Update: Specifications for the Samsung Galaxy Tab are now confirmed.
Few would contest that Apple's iPad played an instrumental role in jumpstarting a tablet craze and ushering in a new era of mobile computing. Up until now, the iPad has enjoyed relatively little company in the tablet space, but with Samsung's introduction of the Galaxy Tab, that's all about to change.
The Samsung Galaxy Tab is the first of an army of Android-powered tablets poised to take on the Apple iPad. Possessing several coveted features that are sorely missing from Apple's "magical" tablet, the Galaxy Tab and its Android brothers in arms stand to quickly gain ground on the iPad.
While Samsung has been coy about the Galaxy Tab's full specifications, we've done some sleuthing, and have a decent idea what to expect. Of course, we'll update this comparison as we learn more.
Display: The Apple iPad touts a larger, slightly higher resolution display (9.7-inch, 1024 x 768 pixel resolution) than that of the Samsung Galaxy Tab (7-inch, 1024 x 600). Of course, the iPad's added display real-estate makes for a better web browsing and movie watching experience, but also renders the device less portable than the Galaxy Tab.
Camera: Disappointingly, the Apple iPad is without an on-board camera of any kind. The Samsung Galaxy Tab will have a 1.3-megapixel front-facing camera making ultra-portable video chat a key selling point. The Galaxy Tab will also sport a 3.2-megapixel rear-facing camera with LED flash and autofocus.
Wireless: Of course, the Apple iPad is available with optional connectivity to AT&T's 3G network. The Galaxy Tab is expected to be available for Verizon Wireless, and will have the ability to make phone calls in addition to utilize the 3G network for data connectivity. The iPad cannot make phone calls.
The Google Android vs. Apple iOS battle rages on in the smartphone market, with Android scoring some major points as of late against Apple's iPhone mobile operating system. Apple's iOS also powers the iPod Touch and iPad. Beyond hardware, the biggest difference between the Apple iPad and Samsung Galaxy S will inevitably come down to software.
Multitasking: While Apple's latest version of iOS allows multitasking (arguably to a limited degree), an update for the iPad that will bring the device multitasking abilities is not expected to hit until the fall. The Android platform's multitasking is regarded in many circles as superior to that of iOS, allowing for programs to run fully in the background.

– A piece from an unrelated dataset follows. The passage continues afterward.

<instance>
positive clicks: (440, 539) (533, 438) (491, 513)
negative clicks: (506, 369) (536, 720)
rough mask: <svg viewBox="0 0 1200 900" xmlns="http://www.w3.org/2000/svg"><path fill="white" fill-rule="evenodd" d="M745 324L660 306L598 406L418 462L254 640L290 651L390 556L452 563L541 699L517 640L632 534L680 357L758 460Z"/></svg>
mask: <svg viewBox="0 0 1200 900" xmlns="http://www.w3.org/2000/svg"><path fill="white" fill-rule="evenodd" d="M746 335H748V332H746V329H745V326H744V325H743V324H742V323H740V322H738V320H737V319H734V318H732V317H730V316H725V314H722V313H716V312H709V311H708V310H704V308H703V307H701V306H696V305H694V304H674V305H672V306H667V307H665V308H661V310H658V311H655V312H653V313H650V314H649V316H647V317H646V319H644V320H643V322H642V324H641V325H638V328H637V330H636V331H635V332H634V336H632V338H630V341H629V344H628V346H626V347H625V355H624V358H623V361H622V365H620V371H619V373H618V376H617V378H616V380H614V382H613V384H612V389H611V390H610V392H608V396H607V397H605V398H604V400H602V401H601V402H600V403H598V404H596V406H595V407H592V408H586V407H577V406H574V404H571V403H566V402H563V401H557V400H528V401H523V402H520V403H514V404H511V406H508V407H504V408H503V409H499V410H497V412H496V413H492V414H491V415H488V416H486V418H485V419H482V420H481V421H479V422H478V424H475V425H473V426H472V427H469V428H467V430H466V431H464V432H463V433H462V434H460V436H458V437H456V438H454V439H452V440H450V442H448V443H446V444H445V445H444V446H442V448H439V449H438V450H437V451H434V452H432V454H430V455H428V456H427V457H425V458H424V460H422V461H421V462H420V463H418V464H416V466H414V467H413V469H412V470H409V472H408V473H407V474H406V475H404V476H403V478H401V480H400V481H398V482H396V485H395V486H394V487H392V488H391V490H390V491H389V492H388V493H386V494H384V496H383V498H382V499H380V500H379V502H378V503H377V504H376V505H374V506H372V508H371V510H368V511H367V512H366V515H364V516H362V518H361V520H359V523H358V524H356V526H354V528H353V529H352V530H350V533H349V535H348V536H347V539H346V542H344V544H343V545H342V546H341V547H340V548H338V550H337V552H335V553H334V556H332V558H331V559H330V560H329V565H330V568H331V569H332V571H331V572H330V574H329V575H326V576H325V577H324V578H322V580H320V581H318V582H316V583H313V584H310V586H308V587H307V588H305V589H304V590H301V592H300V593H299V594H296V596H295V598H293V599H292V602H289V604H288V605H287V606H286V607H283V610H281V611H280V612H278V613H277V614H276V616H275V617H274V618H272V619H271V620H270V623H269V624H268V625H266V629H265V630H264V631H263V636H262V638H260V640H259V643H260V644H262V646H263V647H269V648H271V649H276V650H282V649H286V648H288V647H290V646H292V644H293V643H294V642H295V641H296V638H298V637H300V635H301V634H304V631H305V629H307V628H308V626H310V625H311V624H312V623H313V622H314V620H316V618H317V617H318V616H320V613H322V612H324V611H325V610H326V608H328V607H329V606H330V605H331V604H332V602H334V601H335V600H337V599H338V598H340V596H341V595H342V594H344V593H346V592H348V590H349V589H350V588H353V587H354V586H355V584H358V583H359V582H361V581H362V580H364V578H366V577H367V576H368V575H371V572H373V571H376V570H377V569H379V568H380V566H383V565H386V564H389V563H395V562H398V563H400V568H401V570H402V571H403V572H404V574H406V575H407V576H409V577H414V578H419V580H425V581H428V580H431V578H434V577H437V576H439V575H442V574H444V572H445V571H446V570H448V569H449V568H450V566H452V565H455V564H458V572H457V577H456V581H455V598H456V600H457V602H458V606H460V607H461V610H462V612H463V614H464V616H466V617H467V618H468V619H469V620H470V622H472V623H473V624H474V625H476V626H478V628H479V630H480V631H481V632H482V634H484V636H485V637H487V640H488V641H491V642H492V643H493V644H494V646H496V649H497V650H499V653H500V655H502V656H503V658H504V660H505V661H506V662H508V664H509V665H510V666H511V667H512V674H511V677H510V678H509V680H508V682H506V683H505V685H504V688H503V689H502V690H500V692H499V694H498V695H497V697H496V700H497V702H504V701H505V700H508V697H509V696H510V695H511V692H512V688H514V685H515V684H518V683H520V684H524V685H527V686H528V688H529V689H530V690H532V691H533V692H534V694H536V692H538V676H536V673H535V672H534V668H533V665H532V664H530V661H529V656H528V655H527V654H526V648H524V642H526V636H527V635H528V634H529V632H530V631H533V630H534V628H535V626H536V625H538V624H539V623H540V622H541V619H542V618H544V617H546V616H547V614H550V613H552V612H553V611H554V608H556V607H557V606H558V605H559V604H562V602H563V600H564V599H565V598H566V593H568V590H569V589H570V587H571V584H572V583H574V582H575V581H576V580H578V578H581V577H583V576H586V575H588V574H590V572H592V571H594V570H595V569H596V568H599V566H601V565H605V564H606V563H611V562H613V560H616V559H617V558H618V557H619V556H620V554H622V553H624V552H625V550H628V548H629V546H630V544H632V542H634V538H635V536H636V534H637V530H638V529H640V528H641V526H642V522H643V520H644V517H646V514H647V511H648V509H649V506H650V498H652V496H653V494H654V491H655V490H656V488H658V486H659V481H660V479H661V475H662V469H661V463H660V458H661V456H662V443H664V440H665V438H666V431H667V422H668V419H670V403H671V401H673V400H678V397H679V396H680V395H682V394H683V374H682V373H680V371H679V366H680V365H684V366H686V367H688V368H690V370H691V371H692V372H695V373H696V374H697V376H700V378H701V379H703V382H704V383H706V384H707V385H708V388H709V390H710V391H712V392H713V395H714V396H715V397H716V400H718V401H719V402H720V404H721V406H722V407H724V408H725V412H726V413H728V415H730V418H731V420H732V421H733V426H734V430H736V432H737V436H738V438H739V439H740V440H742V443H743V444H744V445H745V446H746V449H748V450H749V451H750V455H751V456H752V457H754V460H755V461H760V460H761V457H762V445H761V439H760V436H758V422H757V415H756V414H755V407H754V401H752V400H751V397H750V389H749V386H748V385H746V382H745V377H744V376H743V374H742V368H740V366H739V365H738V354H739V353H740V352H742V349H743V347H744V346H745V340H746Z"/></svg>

Apps: Of course, the same applications available on iPhones and Android-powered phone are available on their tablet counterparts. Additionally, Apple's iPad has a growing number of apps developed specifically for the device, taking advantage of its large screen real-estate. The day will certainly come where many apps will also be developed specifically with Android tablets in mind, but that day is not here yet, and iPad users will likely be able to claim a superior app selection for a long time to come.
Open: By its very nature, the Android platform is open, allowing virtually limitless customization, the ability to install any app you want (including apps that have not gone through an approval process), and unrestricted access to a device's system and files.
Adobe Flash: Whatever your view on Adobe Flash may be, the fact is that a huge number of websites rely on Flash to provide engaging multimedia content and interactivity -- and the web is a very different place without Flash. Apple's iPad does not offer Flash support, rendering a wealth of content inaccessible from the device.